— Celebrating the United Nations’ contributions to Liberia’s post-war recovery
It is quite ironic that, as the United Nations (UN) celebrates its 78th anniversary today, October 24, under the theme: “Equality, Freedom and Justice for All”, Liberia is in the process of choosing its corps of leaders — president and legislators — to steer the ship of state for the next six years. Politics aside, the timing could not be more propitious given that, as a nation, we would not be where we are today, if not for God first — and the UN.
Liberia has a long and complex history, marked by both periods of peace and prosperity, as well as conflict and instability. We are all too familiar with the civil war, which began in 1989 and lasted for 14 years, left the country in ruins and an estimated 250,000 people killed, with millions more displaced.
It wasn’t until 2003, that the United Nations Security Council established the United Nations Mission in Liberia (UNMIL) to help the country transition to peace and democracy. UNMIL’s mandate included supporting the Liberian government in its efforts to disarm, demobilize, and reintegrate ex-combatants; reform the security sector; establish a rule of law; and conduct free and fair elections.
UNMIL deployed over 15,000 troops and police officers to Liberia, and played a critical role in helping the country to stabilize. The mission also provided significant support to the Liberian government in its efforts to rebuild the country’s infrastructure and institutions.
In 2018, UNMIL withdrew from Liberia after 15 years, having successfully completed its mandate. The country has since held three peaceful presidential and legislative elections, and has made significant progress in rebuilding its economy and social services.

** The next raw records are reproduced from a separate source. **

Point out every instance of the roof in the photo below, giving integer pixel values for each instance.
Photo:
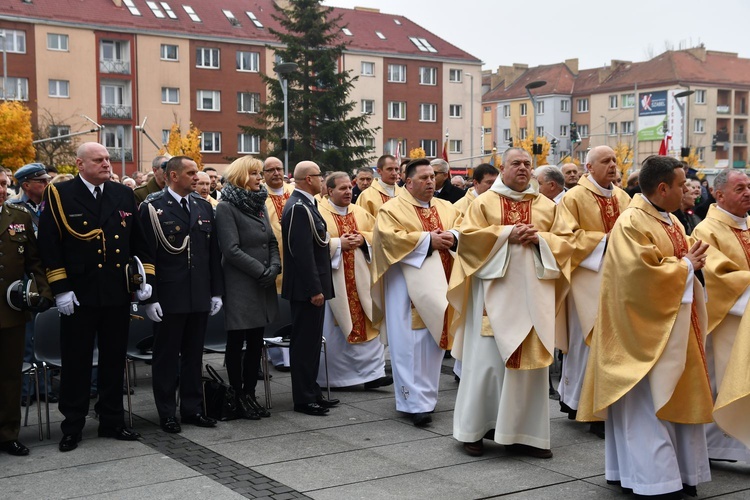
(137, 15)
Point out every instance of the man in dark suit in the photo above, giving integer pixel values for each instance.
(88, 232)
(307, 284)
(444, 190)
(180, 228)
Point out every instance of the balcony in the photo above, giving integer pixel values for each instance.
(116, 111)
(116, 154)
(118, 66)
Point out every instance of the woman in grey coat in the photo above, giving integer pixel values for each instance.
(250, 258)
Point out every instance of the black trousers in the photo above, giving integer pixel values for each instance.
(304, 350)
(108, 328)
(12, 341)
(243, 370)
(178, 357)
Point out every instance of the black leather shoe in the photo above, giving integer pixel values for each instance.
(199, 420)
(119, 433)
(14, 448)
(69, 442)
(327, 403)
(381, 382)
(170, 425)
(312, 409)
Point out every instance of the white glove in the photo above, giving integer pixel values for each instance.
(144, 293)
(216, 304)
(65, 301)
(153, 311)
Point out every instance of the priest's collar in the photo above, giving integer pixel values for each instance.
(504, 190)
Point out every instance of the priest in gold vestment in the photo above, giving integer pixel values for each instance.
(412, 244)
(726, 229)
(503, 286)
(590, 210)
(355, 355)
(383, 189)
(646, 372)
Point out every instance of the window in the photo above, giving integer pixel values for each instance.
(428, 112)
(248, 61)
(368, 106)
(169, 52)
(206, 58)
(248, 144)
(170, 95)
(209, 100)
(15, 41)
(16, 89)
(211, 142)
(57, 42)
(397, 110)
(397, 73)
(248, 102)
(59, 88)
(427, 76)
(429, 146)
(368, 68)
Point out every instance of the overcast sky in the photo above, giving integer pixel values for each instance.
(501, 32)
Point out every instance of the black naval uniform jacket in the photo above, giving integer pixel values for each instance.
(85, 243)
(185, 282)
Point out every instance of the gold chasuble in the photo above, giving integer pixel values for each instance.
(590, 216)
(372, 198)
(518, 282)
(730, 333)
(642, 328)
(275, 206)
(401, 226)
(352, 303)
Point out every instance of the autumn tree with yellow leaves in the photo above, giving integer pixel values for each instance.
(189, 145)
(16, 149)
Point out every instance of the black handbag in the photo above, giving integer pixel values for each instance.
(218, 396)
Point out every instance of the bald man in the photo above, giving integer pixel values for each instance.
(307, 284)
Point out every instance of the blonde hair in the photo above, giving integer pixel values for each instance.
(238, 172)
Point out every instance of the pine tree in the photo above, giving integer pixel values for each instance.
(320, 123)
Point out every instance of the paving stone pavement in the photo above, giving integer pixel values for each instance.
(364, 449)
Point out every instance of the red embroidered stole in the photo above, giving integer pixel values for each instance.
(430, 220)
(347, 224)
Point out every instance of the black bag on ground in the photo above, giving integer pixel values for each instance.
(218, 396)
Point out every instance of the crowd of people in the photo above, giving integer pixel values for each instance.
(642, 289)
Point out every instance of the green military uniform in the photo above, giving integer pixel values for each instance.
(18, 256)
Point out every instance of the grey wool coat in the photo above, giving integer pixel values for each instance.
(248, 247)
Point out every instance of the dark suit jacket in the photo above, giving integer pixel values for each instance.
(450, 192)
(307, 265)
(184, 285)
(92, 268)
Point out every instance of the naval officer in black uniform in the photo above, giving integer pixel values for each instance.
(307, 284)
(180, 227)
(88, 232)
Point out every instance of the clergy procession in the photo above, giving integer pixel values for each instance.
(508, 278)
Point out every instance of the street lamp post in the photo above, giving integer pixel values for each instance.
(529, 87)
(283, 70)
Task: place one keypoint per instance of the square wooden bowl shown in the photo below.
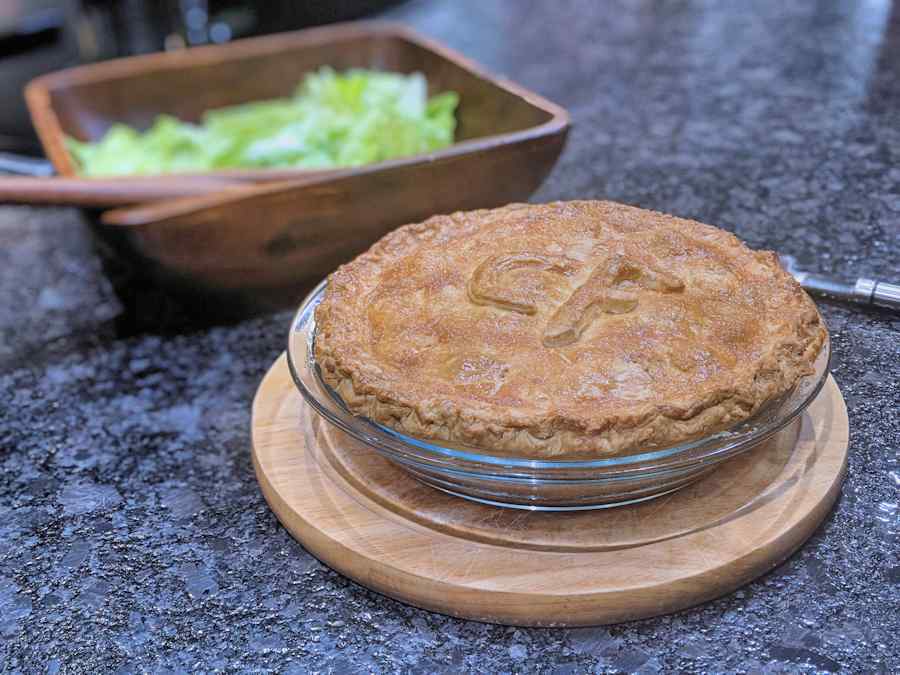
(507, 140)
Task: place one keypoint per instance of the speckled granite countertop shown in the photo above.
(133, 536)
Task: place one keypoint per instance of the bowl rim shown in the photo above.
(714, 447)
(51, 134)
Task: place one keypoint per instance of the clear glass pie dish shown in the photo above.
(504, 479)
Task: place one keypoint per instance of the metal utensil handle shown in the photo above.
(878, 293)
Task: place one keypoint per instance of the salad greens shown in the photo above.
(332, 120)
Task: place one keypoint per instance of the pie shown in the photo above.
(572, 328)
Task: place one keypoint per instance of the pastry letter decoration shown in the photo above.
(611, 288)
(486, 285)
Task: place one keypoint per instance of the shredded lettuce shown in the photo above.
(332, 120)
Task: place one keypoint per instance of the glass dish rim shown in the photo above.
(384, 438)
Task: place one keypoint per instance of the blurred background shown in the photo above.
(38, 36)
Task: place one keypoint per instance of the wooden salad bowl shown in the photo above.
(263, 245)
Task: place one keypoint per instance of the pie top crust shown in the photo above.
(571, 328)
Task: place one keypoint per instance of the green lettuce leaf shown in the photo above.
(332, 120)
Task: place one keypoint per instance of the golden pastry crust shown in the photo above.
(571, 328)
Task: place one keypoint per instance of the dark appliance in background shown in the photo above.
(38, 36)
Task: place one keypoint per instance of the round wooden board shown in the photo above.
(369, 520)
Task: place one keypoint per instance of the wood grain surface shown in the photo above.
(370, 521)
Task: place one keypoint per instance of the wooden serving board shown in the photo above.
(369, 520)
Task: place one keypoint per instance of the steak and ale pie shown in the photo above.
(566, 329)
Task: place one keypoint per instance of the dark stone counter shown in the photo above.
(132, 533)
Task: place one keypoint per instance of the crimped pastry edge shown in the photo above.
(356, 380)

And even after UNMIL’s 15 years, plus the extra five years up to now, Liberia’s peace has been tested severely and shown that, in spite of serious divisions among our people along tribal, political and even socio-economic lines, Liberians have resolved to never return to war.
The challenges of poverty, corruption, and high unemployment also remain as do Liberia’s vulnerability to climate change and other external shocks.
These are growing pains, but we are getting there.
Meanwhile, the United Nations continues to support Liberia in its efforts to sustain democracy and the rule of law. The UN Country Team in Liberia is working with the government and other partners to implement the Sustainable Development Goals (SDGs), which aim to create a more peaceful, just, and sustainable world for all.
In hindsight, Liberia has been like a child learning to ride a new bicycle. At first, the child needed the help of an experienced rider — and a pair of training wheels — to hold the bike steady so that the child does not fall and get hurt.
All the training and support from the United Nations and other development partners were part of the confidence-building mechanism to prepare us for the moment when we would be able to manage our national institutions, as well as economic, security and social structures, increasingly without being hand-held.
Now, the key challenge, it seems, is how well we are able to transition through our democratic cycles without the state falling apart again.
However, we are also at the point that, if we happen to have doubts about which direction to take as a nation, we have our constitution. The values of “Equality, Freedom, and Justice for All” which are enshrined therein, are the foundation of Liberia’s democracy and are essential for building a just and equitable society.
Equality means that all Liberians are created equal and have the same rights and opportunities, regardless of their gender, ethnicity, religion, or social status. Freedom means that all Liberians have the right to live their lives free from fear and oppression. Justice means that all Liberians have the right to be treated fairly and to have access to justice.
These 2023 elections are an opportunity for Liberians to put these values into practice. They are an opportunity to choose leaders who will uphold these values and who will work to build a better future for all Liberians.
This is the moment to show the United Nations — and all our international partners who are cheering us on from the sidelines — that all their hard work and commitment and resources provided us over the years to help us get thus far, shall not be in vain.
We still have higher heights to climb, but we need a change of mindset, of speech and, therefore, our way of doing things.
An old African proverb goes: “The bird that flies the highest is the one that fears the ground the least.”
However, most of our people still go by the mindset that: “He who is down fears no fall.”
Should we continue to be down, expecting to potentially fall, or should we aspire to soar and defy our fear of falling?
To our UN partners, happy birthday, yaaaa! Thank you for all you do. God bless you!